Whenever I lapse, he will drive straight back to the house and chase me out of the room himself. Sometimes, he says I do it on purpose, just to get his attention. Sometimes, he’s right.
Nico and I haven’t slept together again, but that hasn’t dissuaded him any.
If sleeping with him made me crazy, then not sleeping with me is making him crazy. I feel it between us, the sense that eventually,something will have to give. I rub my thumb against my bare ring finger and tell myself that it’s him. He’s the one who will have to either give me up or give in to my demands and leave Marcel alone. I gave my word, and I will not go back on it.
On a rainy Thursday morning, Nico finds me sleeping on one of the couches in the house. The walls of my room crept in on me all night, one of the little songs Vinny was always humming stuck in my head, and by 3 A.M., I dragged a pillow and a blanket to the sitting room just to sleep somewhere impersonal and a little uncomfortable.

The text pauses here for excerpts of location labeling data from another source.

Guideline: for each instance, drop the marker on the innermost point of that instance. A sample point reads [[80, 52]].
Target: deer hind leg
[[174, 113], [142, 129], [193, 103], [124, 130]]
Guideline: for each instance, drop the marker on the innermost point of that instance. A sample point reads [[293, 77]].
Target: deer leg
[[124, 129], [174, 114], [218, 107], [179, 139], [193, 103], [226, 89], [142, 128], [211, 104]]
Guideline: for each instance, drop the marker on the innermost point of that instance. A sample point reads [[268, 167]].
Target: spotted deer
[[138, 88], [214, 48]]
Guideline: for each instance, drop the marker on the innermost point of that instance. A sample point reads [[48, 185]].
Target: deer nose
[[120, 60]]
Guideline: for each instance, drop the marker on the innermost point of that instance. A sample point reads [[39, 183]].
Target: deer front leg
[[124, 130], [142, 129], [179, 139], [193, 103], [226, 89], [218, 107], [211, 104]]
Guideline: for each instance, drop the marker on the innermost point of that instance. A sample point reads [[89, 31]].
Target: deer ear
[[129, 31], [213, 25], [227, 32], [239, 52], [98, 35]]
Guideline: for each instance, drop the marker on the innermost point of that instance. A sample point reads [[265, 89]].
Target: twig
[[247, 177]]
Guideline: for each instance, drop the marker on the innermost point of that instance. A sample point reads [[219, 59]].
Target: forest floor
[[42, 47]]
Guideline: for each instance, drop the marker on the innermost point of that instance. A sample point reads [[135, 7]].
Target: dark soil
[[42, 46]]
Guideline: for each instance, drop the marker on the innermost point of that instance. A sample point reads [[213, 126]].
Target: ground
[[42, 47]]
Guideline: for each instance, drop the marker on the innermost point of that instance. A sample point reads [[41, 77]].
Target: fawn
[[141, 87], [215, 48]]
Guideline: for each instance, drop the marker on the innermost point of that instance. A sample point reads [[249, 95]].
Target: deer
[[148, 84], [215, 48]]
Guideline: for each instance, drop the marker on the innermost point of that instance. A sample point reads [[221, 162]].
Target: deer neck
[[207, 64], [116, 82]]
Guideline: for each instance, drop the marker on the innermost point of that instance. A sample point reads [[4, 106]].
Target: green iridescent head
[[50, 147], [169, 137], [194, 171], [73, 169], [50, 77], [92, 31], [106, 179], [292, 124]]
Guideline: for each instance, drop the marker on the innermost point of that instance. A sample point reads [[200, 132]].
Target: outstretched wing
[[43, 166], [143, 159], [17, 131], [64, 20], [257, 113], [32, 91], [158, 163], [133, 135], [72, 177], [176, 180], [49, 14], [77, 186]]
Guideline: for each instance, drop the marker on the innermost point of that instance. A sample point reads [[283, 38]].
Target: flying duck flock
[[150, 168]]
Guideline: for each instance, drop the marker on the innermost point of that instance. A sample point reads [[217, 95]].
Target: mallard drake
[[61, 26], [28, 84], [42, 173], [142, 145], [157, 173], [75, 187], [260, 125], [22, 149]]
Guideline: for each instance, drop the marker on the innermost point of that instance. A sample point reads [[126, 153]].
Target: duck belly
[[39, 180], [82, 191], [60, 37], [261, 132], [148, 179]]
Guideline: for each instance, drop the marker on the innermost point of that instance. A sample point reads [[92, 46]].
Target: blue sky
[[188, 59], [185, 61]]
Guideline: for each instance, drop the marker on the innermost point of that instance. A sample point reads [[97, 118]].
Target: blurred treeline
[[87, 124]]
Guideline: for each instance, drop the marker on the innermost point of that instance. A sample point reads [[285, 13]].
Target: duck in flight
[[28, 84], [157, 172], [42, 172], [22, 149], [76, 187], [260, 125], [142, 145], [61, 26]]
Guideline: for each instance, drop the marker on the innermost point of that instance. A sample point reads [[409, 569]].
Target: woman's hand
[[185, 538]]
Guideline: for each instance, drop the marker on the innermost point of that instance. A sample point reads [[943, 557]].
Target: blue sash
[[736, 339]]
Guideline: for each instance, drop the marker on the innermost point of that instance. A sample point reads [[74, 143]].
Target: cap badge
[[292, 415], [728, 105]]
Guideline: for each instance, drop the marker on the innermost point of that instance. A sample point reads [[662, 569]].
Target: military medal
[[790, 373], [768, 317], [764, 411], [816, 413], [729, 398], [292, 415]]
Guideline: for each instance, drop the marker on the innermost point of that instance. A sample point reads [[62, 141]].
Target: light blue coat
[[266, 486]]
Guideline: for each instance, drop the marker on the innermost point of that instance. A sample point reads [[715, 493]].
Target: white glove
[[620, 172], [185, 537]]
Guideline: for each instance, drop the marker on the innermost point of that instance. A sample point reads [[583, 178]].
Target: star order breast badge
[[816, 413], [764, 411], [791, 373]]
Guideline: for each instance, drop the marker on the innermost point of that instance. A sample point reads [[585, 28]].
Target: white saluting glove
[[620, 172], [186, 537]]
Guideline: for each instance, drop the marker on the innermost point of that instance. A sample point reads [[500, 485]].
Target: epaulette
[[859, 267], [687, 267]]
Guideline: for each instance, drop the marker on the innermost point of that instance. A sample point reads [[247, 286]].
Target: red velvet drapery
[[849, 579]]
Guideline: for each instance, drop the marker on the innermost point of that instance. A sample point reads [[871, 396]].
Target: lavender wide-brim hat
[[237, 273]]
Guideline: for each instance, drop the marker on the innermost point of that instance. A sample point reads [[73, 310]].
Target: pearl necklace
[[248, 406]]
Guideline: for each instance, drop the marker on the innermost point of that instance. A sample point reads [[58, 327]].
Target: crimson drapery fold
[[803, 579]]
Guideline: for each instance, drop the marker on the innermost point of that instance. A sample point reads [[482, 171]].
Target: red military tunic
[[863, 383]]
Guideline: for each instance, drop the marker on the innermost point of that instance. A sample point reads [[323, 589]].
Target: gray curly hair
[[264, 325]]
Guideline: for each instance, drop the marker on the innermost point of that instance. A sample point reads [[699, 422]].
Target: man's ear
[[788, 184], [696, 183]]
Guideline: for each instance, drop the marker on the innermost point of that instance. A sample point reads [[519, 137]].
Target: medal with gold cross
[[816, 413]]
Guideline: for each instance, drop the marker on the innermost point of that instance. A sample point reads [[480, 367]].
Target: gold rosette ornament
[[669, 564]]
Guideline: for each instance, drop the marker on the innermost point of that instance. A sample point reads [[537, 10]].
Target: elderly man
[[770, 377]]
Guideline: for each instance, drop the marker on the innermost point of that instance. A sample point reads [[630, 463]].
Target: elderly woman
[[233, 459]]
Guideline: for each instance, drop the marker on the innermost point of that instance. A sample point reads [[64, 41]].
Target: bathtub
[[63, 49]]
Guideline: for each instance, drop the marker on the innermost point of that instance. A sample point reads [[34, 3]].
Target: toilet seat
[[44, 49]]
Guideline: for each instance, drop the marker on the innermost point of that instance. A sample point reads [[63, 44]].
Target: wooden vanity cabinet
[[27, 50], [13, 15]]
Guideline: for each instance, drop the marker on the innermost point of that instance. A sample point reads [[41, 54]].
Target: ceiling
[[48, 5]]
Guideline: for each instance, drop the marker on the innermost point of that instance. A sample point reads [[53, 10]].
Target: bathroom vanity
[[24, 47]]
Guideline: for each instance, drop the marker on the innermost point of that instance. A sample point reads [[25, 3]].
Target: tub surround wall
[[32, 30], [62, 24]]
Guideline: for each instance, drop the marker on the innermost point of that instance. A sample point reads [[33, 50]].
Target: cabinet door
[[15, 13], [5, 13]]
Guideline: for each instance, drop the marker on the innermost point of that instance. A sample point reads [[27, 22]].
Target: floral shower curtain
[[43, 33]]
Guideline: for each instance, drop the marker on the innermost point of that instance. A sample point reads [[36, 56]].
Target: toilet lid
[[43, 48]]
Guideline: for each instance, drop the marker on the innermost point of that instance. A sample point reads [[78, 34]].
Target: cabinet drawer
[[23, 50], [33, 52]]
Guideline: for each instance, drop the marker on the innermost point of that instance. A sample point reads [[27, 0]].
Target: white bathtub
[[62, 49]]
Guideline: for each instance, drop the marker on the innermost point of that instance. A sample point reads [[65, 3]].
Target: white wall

Nico drags me out of the house, but this time, we head into the city’s shopping districts. He gives me his card on the way there, dark and heavier than any credit card I’ve ever felt, the front textured in a way that makes my fingertips bristle.
“Nico, I have money.”
“You have an allowance.Ihave money.”
My mouth opens and closes, unsure if I should be offended when he’s probably right.
“Okay, whatever. What do you want me to spend your money on? Besides the panties that you owe me.”
“A new room,” he says, no smile in his voice. It’s not a suggestion, not a spur-of-the-moment idea. He says it like he’s giving an order. “Whatever you like, you buy it. Everything new, top to bottom. We’ll have it delivered, and I’ll drag out what’s in there now. Hell, you want the whole thing renovated, fuck it, we’ll do that, too.”
My heart pounds.
“Nico, no,” I whisper, on the verge of a panic attack. “My room’s fine, really. It’s not the problem, it was just one night—”
“You think I don’t see the dust on all that shit?” he asks, not looking away from the road. “You don’t have a car, so those are his keys on the nightstand, aren’t they? They never move.”
My throat is too tight to answer.
“There’s a man’s shirt always crumpled up by the dresser. You never touch the mug next to the bed, and it’s never got anything in it.” I want to plug my ears like a child as Nico goes on. “That’s all his stuff, isn’t it? Just fucking rotting there. For God’s sake, girl, have some mercy on him and let the man rest. He has a headstone. He doesn’t need another shrine.”
When I don’t answer in anything more than a sharp sniffle, Nico sighs, bristling.
“I warned you, Ava, I told you I wouldn’t just sit by and donothing.”
“It’s okay,” I whisper, still unable to look at him. “It’s okay. We can…we can change it. But can you…can you be the one to take out...”
“Yes.”
He agrees before I even have to ask.
For the rest of the ride, Nico makes me look through pictures of what I might want my new bedroom to look like. It hurts, like setting a bone, but maybe that’s the only way it can mend.
Nico spends the rest of the day buying furniture to bring my vision to life. I don’t know what kind of agreement Nico has with Sal, or if it’s his own bank account, but he doesn’t mention the price even once. Whatever catches my attention, Nico buys without question. He schedules all of it to be delivered to the house the next day.
By the late afternoon, Nico is in an A-shirt and paint-speckled denim. He tears my old room apart with his bare hands. He drags all the old furniture out himself, not even letting me watch, much less help.
When I am allowed back inside, a fresh shade of Bungalow Breeze glistens on the walls, creamy and warm. The room feels massive with no furniture. Hollow. My heart clenches hard as I look for all those little signs of Vinny and find that each one of them is gone. My pulse beats hard, my throat closing quietly as I try to swallow any urge to cry.
Nico takes a box from the floor and shows it to me.
“I’m putting this up in the closet. Top shelf. If you need it.”
My breath skips. All of Vinny’s things sit neatly arranged inside, and I nearly knock the box out of his hands in my rush to hug him, to throw my arms around him in the dust and chaos.
“Thank you,” I say, those long overdue words from that first night that we reunited.
He just nods, as if this is all just nothing. Routine.